Is Coronavirus Impacting the K3 Visa Process?

Transcript of the above video:

As the title of this video suggests, we are discussing the Coronavirus and specifically we are discussing it in the context of the K-3 Visa

I have had a number of emails and correspondence come to me in the past few weeks since the Coronavirus has really become a major news item and frankly it is certainly concerning, the issue surrounding the Coronavirus. It is my understanding that effectively there are no visas being issued to the United States from mainland China or from many places in mainland China as of the time of this video. But this video is specifically going to look at things from the region of Southeast Asia. So specifically we are based here in Bangkok. I deal with a lot of cases in Laos and Cambodia, a few out of Myanmar and Vietnam and so we are kind of going to do this from a Southeast Asian perspective. 

One thing to remember with respect to the K-3 Visa, although it is colloquially referred to on the internet as basically the Marriage Visa to the US, the Immigrant Spouse Visas such as the CR-1 Visa and the IR-1 Visa are actually the classic methodologies for getting lawful permanent residence for a spouse in the United States. The K-3 is actually a supplemental expedited visa that was created under the auspices of the Life Act back in the 90s. 

The thing to take away from this video is the fact that as of now what we are dealing with with respect to the coronavirus I think it is best to go ahead and quote this Proclamation on suspension of Entry as Immigrants and Non-immigrants of Persons who Pose a Risk of Transmitting 2019 Novel Coronavirus. That is from Quoting directly:  "I have determined that it is in the interest of the United States to take action to restrict and suspend the entry into the United States as immigrants or non-immigrants of all aliens who were physically present within the People's Republic of China excluding the Special Administrative Regions of Hong Kong and Macau during the 14-day period preceding their entry or attempted entry into the United States. I have also determined that the United States should take all necessary and appropriate measures to facilitate orderly medical screening and where appropriate, quarantine of persons allowed to enter the United States who may have been exposed to this virus." 
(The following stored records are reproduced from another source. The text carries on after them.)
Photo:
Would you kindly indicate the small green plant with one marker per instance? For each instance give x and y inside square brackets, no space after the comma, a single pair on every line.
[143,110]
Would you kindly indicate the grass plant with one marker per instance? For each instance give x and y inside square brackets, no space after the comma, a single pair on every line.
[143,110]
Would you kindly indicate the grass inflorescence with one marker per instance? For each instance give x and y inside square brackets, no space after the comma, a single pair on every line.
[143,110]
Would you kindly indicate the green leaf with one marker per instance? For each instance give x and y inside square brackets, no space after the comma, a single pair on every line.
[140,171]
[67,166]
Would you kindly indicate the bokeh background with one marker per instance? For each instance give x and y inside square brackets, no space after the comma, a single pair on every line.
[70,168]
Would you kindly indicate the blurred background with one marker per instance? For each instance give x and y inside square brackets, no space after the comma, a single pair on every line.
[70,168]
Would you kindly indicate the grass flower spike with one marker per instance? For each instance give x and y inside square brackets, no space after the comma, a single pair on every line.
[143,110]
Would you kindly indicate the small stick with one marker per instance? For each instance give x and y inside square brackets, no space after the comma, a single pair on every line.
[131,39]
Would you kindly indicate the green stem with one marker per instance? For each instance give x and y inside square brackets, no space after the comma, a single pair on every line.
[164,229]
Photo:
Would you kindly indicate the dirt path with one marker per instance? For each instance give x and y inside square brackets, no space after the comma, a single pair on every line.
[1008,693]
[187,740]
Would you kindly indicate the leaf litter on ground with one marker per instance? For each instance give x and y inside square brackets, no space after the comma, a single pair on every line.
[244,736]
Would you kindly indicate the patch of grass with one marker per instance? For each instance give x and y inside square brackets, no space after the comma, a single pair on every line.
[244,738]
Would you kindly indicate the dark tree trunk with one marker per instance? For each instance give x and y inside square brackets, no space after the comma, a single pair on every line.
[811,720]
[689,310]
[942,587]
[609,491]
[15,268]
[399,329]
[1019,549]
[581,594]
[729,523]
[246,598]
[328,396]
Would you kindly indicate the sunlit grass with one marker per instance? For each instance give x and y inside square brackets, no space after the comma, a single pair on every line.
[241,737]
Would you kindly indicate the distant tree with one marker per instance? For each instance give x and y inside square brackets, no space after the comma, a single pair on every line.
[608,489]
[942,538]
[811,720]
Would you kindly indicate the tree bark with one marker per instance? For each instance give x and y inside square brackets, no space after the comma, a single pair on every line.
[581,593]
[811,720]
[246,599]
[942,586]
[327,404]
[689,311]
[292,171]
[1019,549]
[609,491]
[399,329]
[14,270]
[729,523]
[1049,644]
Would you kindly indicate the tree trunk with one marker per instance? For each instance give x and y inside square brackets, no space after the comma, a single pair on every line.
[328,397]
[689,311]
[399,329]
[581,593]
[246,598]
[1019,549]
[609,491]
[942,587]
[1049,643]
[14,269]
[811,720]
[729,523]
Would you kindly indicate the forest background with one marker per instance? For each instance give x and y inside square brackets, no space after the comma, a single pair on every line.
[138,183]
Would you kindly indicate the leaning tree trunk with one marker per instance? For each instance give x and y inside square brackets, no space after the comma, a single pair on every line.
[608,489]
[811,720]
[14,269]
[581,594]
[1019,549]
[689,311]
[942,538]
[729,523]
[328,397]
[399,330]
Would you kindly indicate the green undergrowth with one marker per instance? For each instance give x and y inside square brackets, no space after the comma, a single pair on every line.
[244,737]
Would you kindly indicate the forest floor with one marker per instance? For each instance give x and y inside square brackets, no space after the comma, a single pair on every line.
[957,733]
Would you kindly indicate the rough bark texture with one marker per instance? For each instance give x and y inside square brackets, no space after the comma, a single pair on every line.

The thing to take away from this video is they seem to be creating a sort of a cooling-off period. So it doesn't specifically pertain to anyone in these jurisdictions in Southeast Asia Thailand, Laos, Cambodia, and Vietnam for example. It doesn't specifically pertain to Chinese Nationals by the way I have read the information on this so far. It has to do with those who have been physically present in China and the period of time between their physical presence in that country and attempting to enter or obtain a visa to the United States.  I think what they are trying to do is engineer a sort of for lack of a better term cooling off period for those who have been in China in order to better be apprised of their risk of transmission of this virus further because it is my understanding, at least at the time of this video, it is the conventional wisdom that there is a two-week incubation period for this virus so I think that they are basically putting folks in a cooling-off period. If you are applying from Thailand, and you came back from Beijing 10 days ago, you are going to want to wait a minute to make sure that you are not infected with this virus before issuing you a visa and allowing you to go to the United States.

How this is going to play out exactly remains to be seen. We will certainly make further updates on this channel as things progress.